A call to tear down the Qasr ElEini wall – a street blockade by state forces made of cement blocks – is fulfilled today. Much as I wanted and had planned to, I couldn’t be there, but here’s the story of a people bringing down a wall through their city.
The wall in Qasr ElEini Street is one of eight erected by state forces across various city center streets, main arteries of Cairo, over three episodes of violent clashes with protestors and demonstrators. This is a post about my experience of walled-in Cairo, I ended it wondering “how long our inconvenience and physical oppression by these occupying walls will take before it causes us to rise up and reclaim what is ours as citizens: our city, our streets, our spaces.”. Sure enough, the start of this week saw a call on Facebook to tear down the Qasr ElEini wall, and I was stoked.
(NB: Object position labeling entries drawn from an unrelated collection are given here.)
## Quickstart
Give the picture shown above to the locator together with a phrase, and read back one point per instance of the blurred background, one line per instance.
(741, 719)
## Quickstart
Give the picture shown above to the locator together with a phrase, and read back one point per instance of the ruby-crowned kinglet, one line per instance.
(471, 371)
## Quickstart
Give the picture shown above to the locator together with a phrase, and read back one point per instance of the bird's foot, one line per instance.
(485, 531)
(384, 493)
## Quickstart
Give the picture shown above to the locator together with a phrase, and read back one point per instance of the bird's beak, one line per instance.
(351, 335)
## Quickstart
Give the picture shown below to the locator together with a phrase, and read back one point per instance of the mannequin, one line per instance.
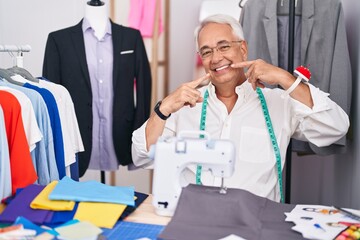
(97, 15)
(97, 61)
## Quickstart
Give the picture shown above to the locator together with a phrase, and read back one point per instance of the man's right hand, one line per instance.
(185, 95)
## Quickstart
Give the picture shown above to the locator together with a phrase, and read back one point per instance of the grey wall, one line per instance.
(318, 180)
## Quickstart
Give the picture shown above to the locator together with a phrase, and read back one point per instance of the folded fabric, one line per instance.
(103, 215)
(20, 206)
(60, 217)
(78, 230)
(30, 225)
(91, 191)
(203, 213)
(42, 200)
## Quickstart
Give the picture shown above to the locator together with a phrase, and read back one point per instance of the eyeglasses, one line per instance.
(222, 47)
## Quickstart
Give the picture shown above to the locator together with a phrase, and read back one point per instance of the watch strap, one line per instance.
(159, 113)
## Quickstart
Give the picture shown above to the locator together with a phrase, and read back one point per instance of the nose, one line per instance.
(216, 56)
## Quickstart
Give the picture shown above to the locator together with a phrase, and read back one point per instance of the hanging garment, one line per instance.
(69, 125)
(43, 155)
(22, 169)
(55, 126)
(5, 171)
(65, 64)
(323, 47)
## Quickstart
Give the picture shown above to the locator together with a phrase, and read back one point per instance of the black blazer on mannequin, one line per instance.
(65, 64)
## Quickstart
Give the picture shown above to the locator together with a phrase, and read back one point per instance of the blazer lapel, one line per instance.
(117, 40)
(270, 26)
(306, 26)
(79, 45)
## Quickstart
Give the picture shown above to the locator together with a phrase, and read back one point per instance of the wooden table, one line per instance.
(145, 213)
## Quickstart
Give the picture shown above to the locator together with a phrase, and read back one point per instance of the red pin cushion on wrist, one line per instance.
(303, 73)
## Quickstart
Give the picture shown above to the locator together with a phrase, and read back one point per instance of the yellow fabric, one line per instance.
(42, 200)
(79, 230)
(100, 214)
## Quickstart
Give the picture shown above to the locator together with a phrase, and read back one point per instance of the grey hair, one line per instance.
(222, 19)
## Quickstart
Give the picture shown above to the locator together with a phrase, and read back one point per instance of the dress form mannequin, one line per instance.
(97, 15)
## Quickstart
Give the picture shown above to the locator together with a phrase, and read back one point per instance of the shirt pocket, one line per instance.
(254, 145)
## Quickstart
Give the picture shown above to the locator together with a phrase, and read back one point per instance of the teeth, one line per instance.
(221, 68)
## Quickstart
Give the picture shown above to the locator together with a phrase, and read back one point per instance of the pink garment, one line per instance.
(142, 16)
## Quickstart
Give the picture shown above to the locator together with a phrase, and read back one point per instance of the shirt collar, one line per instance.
(86, 26)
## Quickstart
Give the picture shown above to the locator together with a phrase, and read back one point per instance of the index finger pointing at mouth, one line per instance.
(198, 81)
(242, 64)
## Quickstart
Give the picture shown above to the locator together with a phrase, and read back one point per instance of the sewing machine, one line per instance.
(172, 155)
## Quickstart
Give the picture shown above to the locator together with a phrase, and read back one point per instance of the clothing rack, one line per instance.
(18, 59)
(290, 69)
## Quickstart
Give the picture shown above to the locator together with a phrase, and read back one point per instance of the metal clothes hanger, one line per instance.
(95, 3)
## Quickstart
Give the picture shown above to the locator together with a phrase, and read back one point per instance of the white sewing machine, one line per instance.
(172, 155)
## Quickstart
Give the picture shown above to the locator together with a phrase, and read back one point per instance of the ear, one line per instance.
(244, 50)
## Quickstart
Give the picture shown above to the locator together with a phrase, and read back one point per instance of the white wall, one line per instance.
(29, 22)
(318, 180)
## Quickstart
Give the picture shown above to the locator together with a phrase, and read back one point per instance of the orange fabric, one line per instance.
(22, 169)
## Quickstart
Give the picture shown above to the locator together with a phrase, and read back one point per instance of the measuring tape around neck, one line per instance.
(270, 130)
(273, 139)
(202, 128)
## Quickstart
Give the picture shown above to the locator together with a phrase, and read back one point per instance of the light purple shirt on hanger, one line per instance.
(99, 57)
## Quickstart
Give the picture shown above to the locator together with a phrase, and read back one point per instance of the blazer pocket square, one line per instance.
(127, 52)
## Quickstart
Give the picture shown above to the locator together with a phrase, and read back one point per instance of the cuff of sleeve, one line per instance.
(320, 100)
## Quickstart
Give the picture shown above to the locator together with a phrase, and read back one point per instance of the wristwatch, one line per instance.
(157, 111)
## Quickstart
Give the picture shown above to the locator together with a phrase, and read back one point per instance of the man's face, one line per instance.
(217, 61)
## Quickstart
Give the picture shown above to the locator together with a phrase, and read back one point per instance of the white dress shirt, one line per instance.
(255, 167)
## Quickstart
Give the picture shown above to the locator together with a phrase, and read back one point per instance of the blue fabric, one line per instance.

Tearing down the wall is to me an instance of action, revolutionary if you will, that is not grey: despite coinciding with a sit-in started by the Ultras Ahlawy – who are decrying the Port Said Massacre, objecting the penalties on ElMasry Club and its scapegoating, and demanding accountability and punishment for those responsible for the death of 74 (according to official statements) of its members – and who, to avoid any potential clashes with security forces dissociated themselves from the initiative, and despite the never absent risk of clashes between security forces and the demonstrators, this action, to me, is pure from any what-ifs or buts or calculative “reasoning”, this is the action of oppressed citizens rising up to physically, in the most material sense of the word, reclaim their space and free themselves from a constraint to their mobility imposed on them by their state.
After the wall was partially torn down, there were indeed some sporadic fear-mongering accounts on twitter of security preparations and teargas; the event did however end peacefully.
If there is anything that takes away from my excitement and joy and sense of pride and liberation it is that I couldn’t be there today to partake in this action, but there are six more walls to go.